It is a common scenario to find table rows based on a free text search.
The typical example is a table (Test) with a clustered index on its Primary Key and a nonclustered index on the varchar column that we are interested in.
Next, there is a query that searches all rows for a specific text.
CREATE TABLE Test
(id int IDENTITY CONSTRAINT PK_Test PRIMARY KEY CLUSTERED
,t varchar(700) NOT NULL
,filler char(90) NULL
)
CREATE INDEX IX_Test_t ON Test(t)
SELECT *
FROM Test
WHERE t LIKE '%course%'
For this example, table Test was filled with 2,241 rows, with an average of 71 characters in column t.
The specified query will return just 2 rows.
SQL Server 2000
Since we are not talking about Full Text Indexing, there are only two strategies for this query.
The optimizer can either choose to scan the clustered index, or to scan the nonclustered index and look up all
matching rows in the clustered index.
The strategy to scan the nonclustered index only makes sense if the query returns just a few rows,
because the nonclustered index is relatively large (about 50% of the size of the clustered index)
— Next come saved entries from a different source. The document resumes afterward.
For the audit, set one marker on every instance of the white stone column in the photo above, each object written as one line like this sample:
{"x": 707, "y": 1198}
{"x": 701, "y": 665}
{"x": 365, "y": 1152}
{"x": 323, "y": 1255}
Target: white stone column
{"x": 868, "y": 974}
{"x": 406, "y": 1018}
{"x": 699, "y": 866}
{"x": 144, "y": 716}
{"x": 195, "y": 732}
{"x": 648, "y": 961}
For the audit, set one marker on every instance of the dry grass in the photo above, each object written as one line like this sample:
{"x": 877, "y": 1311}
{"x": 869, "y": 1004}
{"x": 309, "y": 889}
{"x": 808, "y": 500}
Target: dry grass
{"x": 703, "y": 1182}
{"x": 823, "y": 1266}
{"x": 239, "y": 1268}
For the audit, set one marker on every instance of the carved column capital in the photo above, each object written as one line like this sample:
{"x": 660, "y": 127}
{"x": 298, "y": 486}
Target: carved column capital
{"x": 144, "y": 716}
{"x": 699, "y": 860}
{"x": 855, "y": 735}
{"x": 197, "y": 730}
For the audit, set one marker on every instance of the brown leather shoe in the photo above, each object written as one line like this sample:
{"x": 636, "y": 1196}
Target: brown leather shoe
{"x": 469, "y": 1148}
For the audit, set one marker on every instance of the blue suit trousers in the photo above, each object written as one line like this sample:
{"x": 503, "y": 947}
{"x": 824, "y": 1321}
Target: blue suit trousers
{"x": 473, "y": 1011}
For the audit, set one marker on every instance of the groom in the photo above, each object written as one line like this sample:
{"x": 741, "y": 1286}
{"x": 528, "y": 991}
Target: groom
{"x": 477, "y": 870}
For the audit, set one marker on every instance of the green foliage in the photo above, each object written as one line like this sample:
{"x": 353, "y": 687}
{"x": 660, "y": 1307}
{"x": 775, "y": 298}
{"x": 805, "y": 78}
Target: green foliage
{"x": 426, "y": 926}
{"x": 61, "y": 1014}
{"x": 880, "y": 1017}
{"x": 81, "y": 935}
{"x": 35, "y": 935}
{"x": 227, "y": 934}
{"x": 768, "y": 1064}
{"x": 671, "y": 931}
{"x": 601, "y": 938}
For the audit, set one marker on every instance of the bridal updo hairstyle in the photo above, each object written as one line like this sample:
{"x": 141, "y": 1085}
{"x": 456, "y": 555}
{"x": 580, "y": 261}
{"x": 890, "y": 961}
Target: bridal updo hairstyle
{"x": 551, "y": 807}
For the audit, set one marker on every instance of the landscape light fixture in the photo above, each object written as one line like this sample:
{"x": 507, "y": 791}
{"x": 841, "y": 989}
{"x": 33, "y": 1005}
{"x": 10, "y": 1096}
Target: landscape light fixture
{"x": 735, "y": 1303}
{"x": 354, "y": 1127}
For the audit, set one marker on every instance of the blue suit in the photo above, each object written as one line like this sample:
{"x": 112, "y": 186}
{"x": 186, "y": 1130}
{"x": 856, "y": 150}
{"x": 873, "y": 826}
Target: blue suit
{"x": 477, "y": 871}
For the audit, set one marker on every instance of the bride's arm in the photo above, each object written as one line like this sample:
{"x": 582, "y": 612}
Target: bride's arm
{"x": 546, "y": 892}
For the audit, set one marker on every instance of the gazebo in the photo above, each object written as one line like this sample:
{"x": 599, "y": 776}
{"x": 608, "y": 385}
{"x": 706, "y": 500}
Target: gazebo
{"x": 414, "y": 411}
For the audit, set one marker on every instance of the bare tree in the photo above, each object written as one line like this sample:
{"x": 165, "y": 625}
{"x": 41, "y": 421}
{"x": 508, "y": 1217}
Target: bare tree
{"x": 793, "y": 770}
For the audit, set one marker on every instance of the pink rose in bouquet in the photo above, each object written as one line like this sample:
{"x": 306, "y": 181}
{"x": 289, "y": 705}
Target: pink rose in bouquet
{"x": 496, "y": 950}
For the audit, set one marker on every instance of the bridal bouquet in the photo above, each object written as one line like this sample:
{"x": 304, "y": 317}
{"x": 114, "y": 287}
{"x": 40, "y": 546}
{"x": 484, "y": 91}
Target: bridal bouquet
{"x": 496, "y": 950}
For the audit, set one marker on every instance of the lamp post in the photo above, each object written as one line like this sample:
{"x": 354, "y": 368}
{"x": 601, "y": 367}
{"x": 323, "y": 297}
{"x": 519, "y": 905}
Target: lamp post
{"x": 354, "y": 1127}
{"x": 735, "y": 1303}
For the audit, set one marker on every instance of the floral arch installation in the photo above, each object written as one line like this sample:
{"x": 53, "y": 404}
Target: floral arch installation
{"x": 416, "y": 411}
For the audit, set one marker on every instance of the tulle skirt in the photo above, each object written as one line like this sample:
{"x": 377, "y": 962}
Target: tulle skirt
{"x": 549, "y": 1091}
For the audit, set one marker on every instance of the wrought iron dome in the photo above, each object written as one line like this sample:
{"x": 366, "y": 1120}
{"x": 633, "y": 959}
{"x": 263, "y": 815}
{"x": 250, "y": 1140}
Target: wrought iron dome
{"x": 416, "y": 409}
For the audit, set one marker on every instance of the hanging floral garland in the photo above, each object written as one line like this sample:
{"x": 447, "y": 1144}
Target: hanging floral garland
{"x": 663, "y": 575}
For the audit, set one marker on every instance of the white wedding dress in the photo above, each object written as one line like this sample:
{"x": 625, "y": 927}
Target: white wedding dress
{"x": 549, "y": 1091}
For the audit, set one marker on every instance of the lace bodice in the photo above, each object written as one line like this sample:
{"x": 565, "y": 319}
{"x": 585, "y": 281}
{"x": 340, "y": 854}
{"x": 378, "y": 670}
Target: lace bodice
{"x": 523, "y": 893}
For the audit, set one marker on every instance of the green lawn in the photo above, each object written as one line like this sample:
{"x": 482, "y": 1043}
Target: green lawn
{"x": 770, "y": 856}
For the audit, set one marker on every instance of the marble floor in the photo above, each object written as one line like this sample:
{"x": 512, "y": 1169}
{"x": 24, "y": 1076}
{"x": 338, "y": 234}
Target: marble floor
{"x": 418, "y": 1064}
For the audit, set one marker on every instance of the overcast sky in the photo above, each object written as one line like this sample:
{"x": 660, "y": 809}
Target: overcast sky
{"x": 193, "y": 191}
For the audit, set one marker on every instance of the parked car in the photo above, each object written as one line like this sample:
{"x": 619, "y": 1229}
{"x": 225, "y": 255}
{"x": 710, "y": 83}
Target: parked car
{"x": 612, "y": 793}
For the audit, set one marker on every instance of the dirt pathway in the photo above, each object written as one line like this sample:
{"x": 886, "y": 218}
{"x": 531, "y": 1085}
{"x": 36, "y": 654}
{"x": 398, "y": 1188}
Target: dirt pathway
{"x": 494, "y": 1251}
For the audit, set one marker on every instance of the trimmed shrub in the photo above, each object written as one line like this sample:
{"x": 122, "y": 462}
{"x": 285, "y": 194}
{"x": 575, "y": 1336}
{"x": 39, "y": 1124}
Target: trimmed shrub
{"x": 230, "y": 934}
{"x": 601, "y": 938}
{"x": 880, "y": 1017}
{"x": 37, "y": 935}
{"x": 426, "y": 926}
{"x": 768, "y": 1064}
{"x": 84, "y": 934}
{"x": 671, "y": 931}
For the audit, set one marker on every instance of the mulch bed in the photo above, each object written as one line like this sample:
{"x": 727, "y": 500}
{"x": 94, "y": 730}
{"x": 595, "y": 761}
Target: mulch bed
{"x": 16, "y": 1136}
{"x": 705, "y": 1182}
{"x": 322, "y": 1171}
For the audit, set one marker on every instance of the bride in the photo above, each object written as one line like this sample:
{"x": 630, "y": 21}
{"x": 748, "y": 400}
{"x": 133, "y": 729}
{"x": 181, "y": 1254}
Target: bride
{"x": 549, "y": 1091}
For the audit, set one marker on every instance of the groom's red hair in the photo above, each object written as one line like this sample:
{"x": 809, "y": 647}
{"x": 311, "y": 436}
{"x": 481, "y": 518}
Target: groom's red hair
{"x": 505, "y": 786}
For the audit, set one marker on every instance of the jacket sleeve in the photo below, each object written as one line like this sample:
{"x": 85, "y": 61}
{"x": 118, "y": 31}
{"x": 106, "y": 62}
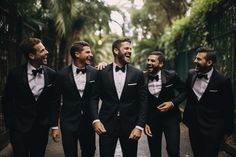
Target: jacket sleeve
{"x": 142, "y": 96}
{"x": 229, "y": 107}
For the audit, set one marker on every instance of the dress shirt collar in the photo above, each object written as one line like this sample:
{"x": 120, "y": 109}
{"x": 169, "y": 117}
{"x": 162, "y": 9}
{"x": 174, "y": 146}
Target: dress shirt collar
{"x": 114, "y": 67}
{"x": 30, "y": 68}
{"x": 74, "y": 68}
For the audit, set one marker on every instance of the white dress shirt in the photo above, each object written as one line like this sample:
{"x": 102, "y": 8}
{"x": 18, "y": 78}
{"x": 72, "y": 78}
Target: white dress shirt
{"x": 154, "y": 86}
{"x": 200, "y": 85}
{"x": 119, "y": 79}
{"x": 80, "y": 80}
{"x": 37, "y": 82}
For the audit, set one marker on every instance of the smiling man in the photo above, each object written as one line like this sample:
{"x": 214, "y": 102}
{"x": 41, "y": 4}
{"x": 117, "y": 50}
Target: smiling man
{"x": 28, "y": 101}
{"x": 163, "y": 113}
{"x": 210, "y": 107}
{"x": 74, "y": 84}
{"x": 122, "y": 116}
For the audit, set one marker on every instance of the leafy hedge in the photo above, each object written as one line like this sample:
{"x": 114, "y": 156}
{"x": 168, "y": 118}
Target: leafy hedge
{"x": 190, "y": 31}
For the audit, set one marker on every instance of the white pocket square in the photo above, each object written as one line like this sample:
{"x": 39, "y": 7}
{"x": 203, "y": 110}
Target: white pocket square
{"x": 132, "y": 84}
{"x": 169, "y": 85}
{"x": 49, "y": 85}
{"x": 213, "y": 90}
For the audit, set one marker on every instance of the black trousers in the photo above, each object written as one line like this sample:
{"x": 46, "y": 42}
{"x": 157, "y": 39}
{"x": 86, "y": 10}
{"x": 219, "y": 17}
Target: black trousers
{"x": 85, "y": 135}
{"x": 171, "y": 131}
{"x": 108, "y": 142}
{"x": 205, "y": 145}
{"x": 29, "y": 144}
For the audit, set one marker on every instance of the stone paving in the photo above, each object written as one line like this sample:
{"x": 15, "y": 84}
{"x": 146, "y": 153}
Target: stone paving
{"x": 56, "y": 150}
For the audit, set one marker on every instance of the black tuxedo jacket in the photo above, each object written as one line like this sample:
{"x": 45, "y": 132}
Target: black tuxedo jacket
{"x": 73, "y": 105}
{"x": 131, "y": 106}
{"x": 21, "y": 110}
{"x": 170, "y": 84}
{"x": 213, "y": 113}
So this is what SQL Server 2000 does, regardless of the text we are looking for.
The clustered index is scanned, and its associated cost is 52 logical reads.
This is the safe query plan, and the best plan if the query returns more than a few rows.
However, for this particular query - which returns only 2 rows - it would have been better to scan the nonclustered index.
SQL Server 2005
SQL Server 2005 introduces String Summary statistics. There are some specific requirements that determine whether
the engine maintains this information, but basically they are created automatically when they could be useful.
So let's check if String Summary information is available in our example.
DBCC SHOW_STATISTICS(Test,IX_Test_t)
The (trimmed) first part of the output is shown below, and the last column shows that String Summary statistcs are available.
Name Updated Rows Rows Sampled Steps Density Average key length String Index
---------- -------------------- ------ ------------- ------ ----------- ------------------- ------------
IX_Test_t Jul 20 2008 4:41PM 2241 2241 193 0.99199599 74.941544 YES
The following query plan is used for our example:
We see that the nonclustered index is scanned, and only the matching rows are looked up in the clustered index.
The associated cost is 38 logical reads, which is 27% less than scanning the clustered index
If you know more...
This example shows how SQL Server 2005 will do better out-of-the-box then SQL server 2000.
However, if you know that the query will only return a few rows, or if you are only interested in the first few rows,
then there is a trick to help the optimizer: Simply make it a TOP (x) ... ORDER BY query!
SELECT TOP 100 *
FROM Test
WHERE t LIKE '%course%'
ORDER BY t
Now, it will execute very well on SQL Server 2000 too.
Now, the nonclustered index is scanned too, and the top 100 matches are looked up in the clustered index.
The associated cost for this query: 41 logical reads.